Finalmente lo dici, chiaro e tondo: la vita di Fede è un rapporto #utilitaristico.
Faccio del Bene al Prossimo in funzione della ricompensa che ne scaturisce.
Anzi, arrivo a dire: faccio quel Bene dal quale traggo la massima ricompensa.
"Ricompensa": la evochi per tre volte in quel versetto e nel precedente: più chiaro di così...

Un'altra parola ripeti tre volte nello stesso passo: degno.

Chi ama il padre o la madre più di me, non è degno di me;
e chi ama il figlio o la figlia più di me, non è degno di me.
Chi non prende la sua croce e non viene dietro a me, non è degno di me.

C'è un'altra lettura possibile.
La ricompensa l'avremo tutti, in maniera largamente sovrabbondante rispetto al Bene che faremo.
A noi il compito di renderci - con le opere - degni di una ricompensa così alta, di un Amore così totale.

Toh, guarda cosa dici ad inizio di quello stesso capitolo:
L'operaio è degno della sua ricompensa.

#savonarola

Non ce l'ho col metodo scientifico, figurarsi.
Mi ritengo uomo di scienza, se non altro per la mia formazione.

Ce l'ho con chi ha un approccio fideistico verso il progresso scientifico.
Come se il progresso fosse automaticamente volto al bene; eppure esistono armi di distruzione di massa e meccanismi capaci di avvelenare il pianeta. 

Ce l'ho con gli adoratori della scienza come un Moloch; eppure non esiste un sistema certo per dare un figlio a una coppia che lo cerca.
O per prevedere esattamente eventi banali, come la caduta di una foglia da quell'albero o come si mescoleranno caffé e latte in questa tazza mentre giro il cucchiaino.
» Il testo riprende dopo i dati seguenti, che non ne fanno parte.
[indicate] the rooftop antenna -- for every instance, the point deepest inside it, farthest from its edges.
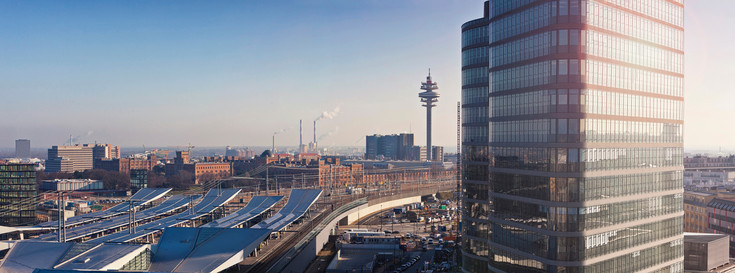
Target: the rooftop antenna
(429, 97)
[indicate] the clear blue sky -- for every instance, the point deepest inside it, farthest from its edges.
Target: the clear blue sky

O contare esattamente i capelli che ho sul capo.
Quanto a voi, perfino i capelli del vostro capo sono tutti contati.

Non c'è ragione per ritenere più sensato adorare la scienza piuttosto che un'altra divinità.

#contagio

A Tommaso serve toccare la carne, impiastricciarsi le dita nel sangue.
Ai due di Emmaus, che non erano nemmeno tra i dodici del cenacolo, basta un gesto, lo spezzare del pane.

La carne ed il pane sono gli strumenti attraverso i quali manifesti la Resurrezione.

Se uno mangia di questo pane vivrà in eterno e il pane che io darò è la mia carne per la vita del mondo.

Prima che del Coronavirus, l'Eucarestia può produrre #contagio di Resurrezione.

#SalviTutti

Ricomincio dalle basi.

"Nel nome del Padre..."
Qual è il nome del Padre?
E' quello rivelato a Mosè sul Sinai, il superlativo di alleanza:
Sarò quel che sarò!

"... e del Figlio ..."
Qual è il nome Tuo, Figlio?
Lo chiamerai Gesù (Dio-Salva), annuncia l'Angelo a Tua Madre.

"Dio-Salva": questo messaggio è così urgente che devi recarlo impresso nel nome, in modo che chiunque pronunzi o si segni nel Tuo nome, lo tenga ben presente.

"...e dello Spirito Santo."
Io pregherò il Padre ed egli vi darà un altro Paraclito,
che rimanga con voi per sempre, lo Spirito della verità.

Paraclito, ovvero l'avvocato, il consolatore: qualcuno chiamato a farsi carico delle nostre miserie ed a difenderle agli occhi del Padre.


Nel nome del Padre, che è superlativo di alleanza, e del Figlio, che è Dio-Salva, e dello Spirito Santo, che è Paraclito: chi si segna in questo modo, quale paura può avere di essere condannato?

Dio non ha mandato il Figlio nel mondo per giudicare il mondo,
ma perchè il mondo si salvi per mezzo di Lui.